Video game developer and publisher Riot Games has revealed that hackers demanded $10 million in ransom for the stolen source codes for League of Legends and Teamfight Tactics.
As evidence, the hackers sent Riot Games PDF files listing the stolen files, including source code branches for Packman (usermode anticheat) and the League of Legends game.
The attackers promised to remove all the source code of the games and anticheat from their servers after receiving the ransom and detail how they hacked the internal perimeter of the IT systems.
"Dear Riot Games!
We have obtained your valuable data, including the precious source code of the anticheat and all game code for League of Legends and its tools, as well as Packman, your custom mode anticheat. We understand the importance of these artifacts and how releasing them to the public will affect your core games, Valorant and League of Legends. As such, we are making a small request for a $10 million exchange.
In return, we will immediately remove all source code from our servers and guarantee that the files will never be published. We will also provide information on how the break-in was performed and offer recommendations on how to prevent future attacks.
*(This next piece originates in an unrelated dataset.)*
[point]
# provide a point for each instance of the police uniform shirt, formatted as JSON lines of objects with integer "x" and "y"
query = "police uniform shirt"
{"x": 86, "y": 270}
We do not want to damage your reputation or cause a public outcry. Our only motivation is financial gain.
We have sent this message to company management and given twelve hours to respond. Failure to do so will result in the hack becoming public and the extent of the leak becoming known to more users.
It is alarming that an amateur-level hacker could break into your security in a matter of hours."
- hackers wrote in an email to Riot Games.
On 24 January, Riot Games reported that hackers had stolen the source code of League of Legends, Teamfight Tactics and the development toolkit for an older version of the anti-chit in a recent cyberattack. The attackers demanded a ransom for non-disclosure. The company refused to pay the hackers.
"We received a ransom demand letter today. Needless to say, we will not pay. While this attack has disrupted our development environment and may cause problems in the future, most importantly, we remain confident that no account data or players' personal information has been compromised," Riot Games explained.
The developers are aware that any disclosure of the source code could increase the likelihood of new cheats. Following the cyber-attack Riot Games has started work on assessing the possible impact of the incident on the current version of the anticheat, and is ready to make modifications to the tool in a timely manner.
Riot Games added that a number of experimental features and work on closed test game modes were also included in the illegally obtained by hackers source code. Much of this content is in the prototype stage, and there was no guarantee that these game options would ever be released.
"Our security specialists and external IS consultants continue to review the situation after the attack and check the IT systems affected by the hackers. The company has also notified law enforcement agencies about the incident and is actively cooperating with them."
Riot Games has promised to publish a detailed report on the incident in the future, detailing the attackers' methods, the affected IT systems and the security mechanisms at the company that did not work properly to prevent the attack.
On 23 January, Riot Games reported that hackers hacked into its IT infrastructure and compromised its development environment. The attackers used social engineering techniques to gain access to the organisation's internal perimeter.
Because of the incident, Riot Games stopped releasing game patches for a while. The problem has also affected the update release schedule for Teamfight Tactics. The company's IS specialists are conducting an internal investigation. They fear that malicious code has entered the company's development environment and are checking the integrity of the code base.
Riot Games explained that the players' data is protected and there is no indication that personal information from the users' accounts got to the hackers. The company did not disclose exactly how the attack occurred or how long the moratorium on game updates would be in place.